Quasi-Newton Method


Quasi-Newton is a blend of gradient descent and Newton's method. It avoids computation of the Hessian and its inverse. The update rule is:

\[ \mathbf{x}^{k + 1} = \mathbf{x}^k - \alpha_k \mathbf{H}_k \nabla f(\mathbf{x}^k), \]

where \(\alpha_k\) is determined by line-search and \(\mathbf{H}_k\) is an approximation to the Hessian inverse, \(\left[ \nabla^2 f(\mathbf{x}^k) \right]^{-1}\). \(\mathbf{H}_k\) must be symmetric and positive definite. Since \(\mathbf{H]^{-1}_{k + 1}\) approximates the Hessian, we have :

\[ \mathbf{H}_{k + 1} \left( \nabla f(\mathbf{x}^{k + 1}) - \nabla f (\mathbf{x}^k) \right) = \mathbf{x}^{k + 1} - \mathbf{x}^k. \]

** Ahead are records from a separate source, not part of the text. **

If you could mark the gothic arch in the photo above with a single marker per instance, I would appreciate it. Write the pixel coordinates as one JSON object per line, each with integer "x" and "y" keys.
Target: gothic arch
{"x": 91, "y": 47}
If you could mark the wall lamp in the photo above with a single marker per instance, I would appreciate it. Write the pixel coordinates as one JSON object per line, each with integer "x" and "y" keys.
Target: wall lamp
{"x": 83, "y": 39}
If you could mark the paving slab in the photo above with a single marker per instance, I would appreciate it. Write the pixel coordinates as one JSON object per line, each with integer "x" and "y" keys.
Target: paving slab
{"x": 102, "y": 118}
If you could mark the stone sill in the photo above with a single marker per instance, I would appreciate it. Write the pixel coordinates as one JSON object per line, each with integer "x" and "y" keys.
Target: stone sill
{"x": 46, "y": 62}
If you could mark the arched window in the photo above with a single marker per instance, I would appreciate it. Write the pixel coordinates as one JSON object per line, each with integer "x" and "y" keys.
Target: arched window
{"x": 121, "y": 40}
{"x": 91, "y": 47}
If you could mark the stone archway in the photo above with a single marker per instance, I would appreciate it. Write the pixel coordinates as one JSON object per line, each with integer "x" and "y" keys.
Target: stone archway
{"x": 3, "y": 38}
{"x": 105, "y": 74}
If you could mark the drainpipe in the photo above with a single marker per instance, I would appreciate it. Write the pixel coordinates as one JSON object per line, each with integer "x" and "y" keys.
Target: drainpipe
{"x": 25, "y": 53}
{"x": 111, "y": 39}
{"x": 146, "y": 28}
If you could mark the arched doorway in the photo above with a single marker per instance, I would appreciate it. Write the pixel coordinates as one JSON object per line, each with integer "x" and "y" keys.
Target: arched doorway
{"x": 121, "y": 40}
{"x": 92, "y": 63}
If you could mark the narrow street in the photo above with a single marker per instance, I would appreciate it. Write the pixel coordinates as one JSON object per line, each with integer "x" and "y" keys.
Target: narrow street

Along with the iterate, the matrix \(\mathbf{H}_k\) is updated in each iteration. A widely used method is the Broyden-Fletcher-Goldfarb-Shanno (BFGS):

\[ \mathbf{H}_{k + 1} = \mathbf{H}_{k} - \frac{\mathbf{d}_k \mathbf{g}^T_k \mathbf{H}_k + \mathbf{H}_k \mathbf{g}_k \mathbf{d}^T_k}{\mathbf{d}^T_k \mathbf{g}_k} + \left( 1 + \frac{\mathbf{g}^T_k \mathbf{H}_k \mathbf{g}_k}{\mathbf{d}^T_k \mathbf{g}_k} \right) \frac{\mathbf{d}_k \mathbf{d}^T_k}{ \mathbf{d}^T_k \mathbf{g_k}}, \]

where \(\mathbf{g}_k = \nabla f(\mathbf{x}^{k + 1}) - \nabla f(\mathbf{x}^k)\) and \(\mathbf{d}_k = \mathbf{x}^{k + 1} - \mathbf{x}^k\). Most nonlinear programming solvers uses variants of quasi-Newton methods with BFGS updates.